Last week, after efforts from Klobuchar and Franken, the Administration announced new actions to combat steel dumping. The new executive actions from the White House will add Customs and Border Patrol personnel to enforce our trade laws, step up inspections of steel imports at our ports of entry, and increase personnel at the Commerce Department to help ensure tariffs are enforced against those who dump steel in the U.S. The President also signed legislation (HR 644) that will provide additional tools to more aggressively enforce anti-dumping provisions under existing federal law.
Klobuchar is a leader in efforts to fight foreign steel dumping and provide support for our U.S. steelworkers and miners affected by recent layoffs. She met with White House Chief of Staff Denis McDonough on the Range in December and urged him to bring the concerns of Iron Rangers and all those affected by steel dumping directly to the president. She then invited Dan Hill, a laid-off steelworker from Eveleth who attended the meeting, to be her guest at the president’s State of the Union Address. Klobuchar and Franken have introduced legislation to crack down on illegal steel dumping by strengthening trade enforcement. Following consistent pressure from Klobuchar last year, the International Trade Commission voted to impose penalties on Mexican, Turkish, and Korean companies dumping steel in the U.S. In addition, she recently led a letter along with Franken and Representative Rick Nolan to successfully urge the U.S. Department of Labor to expedite approval of TAA petitions submitted by workers from the affected mining operations.

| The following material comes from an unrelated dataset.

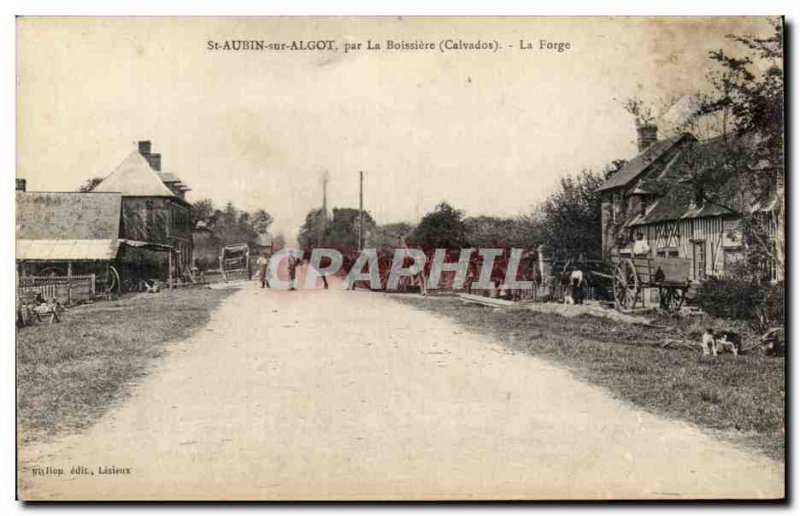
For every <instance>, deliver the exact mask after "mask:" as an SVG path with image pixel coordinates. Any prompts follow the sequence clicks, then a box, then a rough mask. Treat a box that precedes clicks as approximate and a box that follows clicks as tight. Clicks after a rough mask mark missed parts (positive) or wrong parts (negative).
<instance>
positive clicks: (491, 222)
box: [464, 215, 535, 248]
mask: <svg viewBox="0 0 800 516" xmlns="http://www.w3.org/2000/svg"><path fill="white" fill-rule="evenodd" d="M531 222H532V221H531V219H529V218H526V217H517V218H501V217H490V216H486V215H481V216H478V217H467V218H466V219H464V227H465V234H466V241H467V243H468V244H469V246H470V247H494V248H506V247H520V248H521V247H531V246H533V244H534V240H535V238H534V237H533V234H535V230H534V231H531V227H530V224H531Z"/></svg>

Franken has been working hard to crack down on illegal trade practices by foreign countries that impact Minnesota’s workers and businesses. He has also been fighting to ensure that workers get the job training and education support they need when they’ve been laid off. In December, he stressed the urgency of the jobs crisis in the Northland directly to President Obama’s Chief of Staff at an Iron Range meeting he helped arrange with mining companies, affected steelworkers, and local officials. And then, after this year’s State of the Union Address, he again spoke directly with the White House Chief of Staff on this issue. Franken has pressed key trade agencies to act to limit the damage being done by unfairly priced foreign steel and has also introduced legislation with Klobuchar that would bolster trade enforcement laws.